The limitations of our study include the fact that ultrasound studies were performed and serum laboratory values were assessed as part of clinical care. As not all patients with COVID‐19 underwent extremity ultrasound evaluation, the true rate of extremity DVT in patients with COVID‐19 could not be determined. Additionally, pharmacologic anti‐coagulation protocols were variable during the period of study and may have impacted the rate of positive ultrasound exams. Finally, there are many confounding factors that can affect D‐dimer levels including conditions such as pregnancy, stroke, myocardial infarction, and recent surgery as well as substances resulting in analytical interference (most commonly paraproteins, bilirubin, lipids, and hemolysis), which were not recorded.

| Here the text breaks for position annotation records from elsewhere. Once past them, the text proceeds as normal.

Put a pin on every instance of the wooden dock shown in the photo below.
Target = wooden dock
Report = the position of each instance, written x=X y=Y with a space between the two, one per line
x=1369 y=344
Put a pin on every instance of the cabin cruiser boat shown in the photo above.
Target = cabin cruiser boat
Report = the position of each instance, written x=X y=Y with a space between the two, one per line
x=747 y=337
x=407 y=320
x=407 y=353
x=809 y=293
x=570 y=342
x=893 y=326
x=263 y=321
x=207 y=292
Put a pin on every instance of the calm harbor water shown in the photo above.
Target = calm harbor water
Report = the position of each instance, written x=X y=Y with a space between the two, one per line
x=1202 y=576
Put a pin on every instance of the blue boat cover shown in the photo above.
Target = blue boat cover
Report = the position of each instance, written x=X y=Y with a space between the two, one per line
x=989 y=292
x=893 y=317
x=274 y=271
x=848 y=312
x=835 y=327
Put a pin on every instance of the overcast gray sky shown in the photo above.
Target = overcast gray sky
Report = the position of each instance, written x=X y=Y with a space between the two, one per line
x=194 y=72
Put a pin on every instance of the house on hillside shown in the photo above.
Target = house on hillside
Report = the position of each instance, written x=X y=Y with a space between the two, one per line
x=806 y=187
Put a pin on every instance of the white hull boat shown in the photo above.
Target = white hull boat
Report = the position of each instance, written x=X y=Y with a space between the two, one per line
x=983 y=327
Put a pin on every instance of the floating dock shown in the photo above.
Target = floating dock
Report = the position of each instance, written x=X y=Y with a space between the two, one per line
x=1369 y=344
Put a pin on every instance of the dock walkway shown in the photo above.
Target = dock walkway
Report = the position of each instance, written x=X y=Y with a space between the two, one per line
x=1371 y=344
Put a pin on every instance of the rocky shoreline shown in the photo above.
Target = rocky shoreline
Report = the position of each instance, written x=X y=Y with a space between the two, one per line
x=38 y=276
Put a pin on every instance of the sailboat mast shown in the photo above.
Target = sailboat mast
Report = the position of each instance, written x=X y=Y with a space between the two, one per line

In summary, we were surprised to find the rate of extremity ultrasound exams positive for DVT to be similar in COVID‐19+ patients and COVID‐19‐ patients, possibly due to the anticoagulation protocols used for COVID‐19+ patients at our institution. Additionally, as D‐dimer levels were significantly elevated in COVID‐19+ patients with and without DVT, decisions about whether to perform an extremity ultrasound exam should likely be based on clinical factors (e.g. high clinical suspicion of PE and inability to undergo a CTA chest) and whether or not the results of the exam will alter clinical management, rather than based on a D‐dimer threshold.